Roving Reporter
By Ernie Pyle
WITH U.S. FORCES IN ALGERIA – The hardest fighting in the whole original North African occupations seems to have been here in Oran. Many of my friends whom I knew in England went through it, and they have told me all about it. Without exception, they admit they were scared stiff.
Don’t get the wrong idea from that. They kept going forward. But it was their first time under fire and, being human, they were frightened.
I asked an officer how the men manifested fright. He said, largely by just looking pitifully at each other and edging close together to have company in misery.
Now that the first phase is over, a new jubilance has come over the troops. There is a confidence and enthusiasm among them that didn’t exist in England, even though morale was high there. They were impatient to get started and get it over, and now that they’ve started and feel sort of like veterans, they are eager to sweep on through.
That first night of landing, when they came ashore in big steel motorized invasion barges, many funny things happened. One famous officer intended to drive right ashore in a jeep, but they let the folding end of the barge down too soon and the jeep drove off into eight feet of water. Other barges rammed ashore so hard the men jumped off without even getting their feet wet.
Ernie talks to Pittsburgher
It was moonlight, and the beach was deathly quiet. One small outfit I know didn’t hear a shot till long after daylight the next morning, but the moonlight and shadows and surprising peacefulness gave them the creeps, and all night, as they worked their way inland over the hills, nobody spoke above a whisper.
A friend of mine, Lt. Col.

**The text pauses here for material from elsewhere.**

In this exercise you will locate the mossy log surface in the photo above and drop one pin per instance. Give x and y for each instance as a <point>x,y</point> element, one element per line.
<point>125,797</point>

Ken Campbell, captured eight French soldiers with a pack of cigarettes. It was all accidental. He stumbled onto an Arab sleeping on the beach who told him there were soldiers in the building up the hill. Col. Campbell sneaked up, revolver in hand, and opened the door.

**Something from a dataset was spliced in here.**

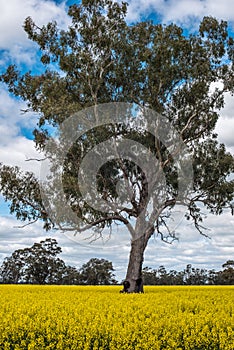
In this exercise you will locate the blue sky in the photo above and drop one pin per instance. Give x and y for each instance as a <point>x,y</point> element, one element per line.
<point>16,145</point>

The soldiers were all asleep. With quick decision, he stuck the gun back in its holster, then woke the soldiers. They were very startled and confused. Col. Campbell speaks perfect French, so he passed around the cigarettes, chatted with the soldiers, told them they were captured, and after a bit marched them away.
Staff Sgt. Chuck Conick from Pittsburgh, telling me how the soldiers felt during that first advance, says everybody was scared but didn’t talk about that in the rest periods between advances. He says they mainly wondered what the papers at home were saying about the battle. Time after time, he heard the boys say, “If my folks could see me now!”
Staff Sgt. Conick, 25, is the son of Mr. and Mrs. M. C. Conick, of 1011 Portland St., East End. He is a graduate of the University of Pittsburgh Law School and was admitted to the bar shortly before he enlisted in the Army on January 15, 1942. As an undergraduate, he was a member of the Pitt hockey team and a skiing enthusiast.
French 75s uncannily accurate
All through the advance, the troops were followed in almost comic-opera fashion by hordes of Arab children, who would crowd around the guns until they were actually in the way. Soldiers tell me the Arabs were very calm and quiet and there was a fine dignity about even the most ragged.
Our men couldn’t resist the sad and emaciated little faces of the children, and that was when they started giving their rations away.
It got hot in the daytime, so hot that the advancing soldiers kept stripping and abandoning their clothes until some were down to undershirts, but at night it turned sharply chilly and they wished they hadn’t.
French resistance seems to have run the scale all the way from eager cooperation clear up to bitter fighting to the death. In most sectors, the French seemed to fire only when fired on. It has been established now that many French troops had only three bullets for their rifles, but in other places, 75mm guns did devastating work.
Our oldsters say they didn’t mind machine-gun and rifle fire so much, but it was the awful noise and uncanny accuracy of the 75s that made their hearts stand still.
The men who went through it have memories forever. Many say that, most of all, they remember little things of beauty like the hills shadowed in moonlight and the eerie peacefulness of the beach when they landed.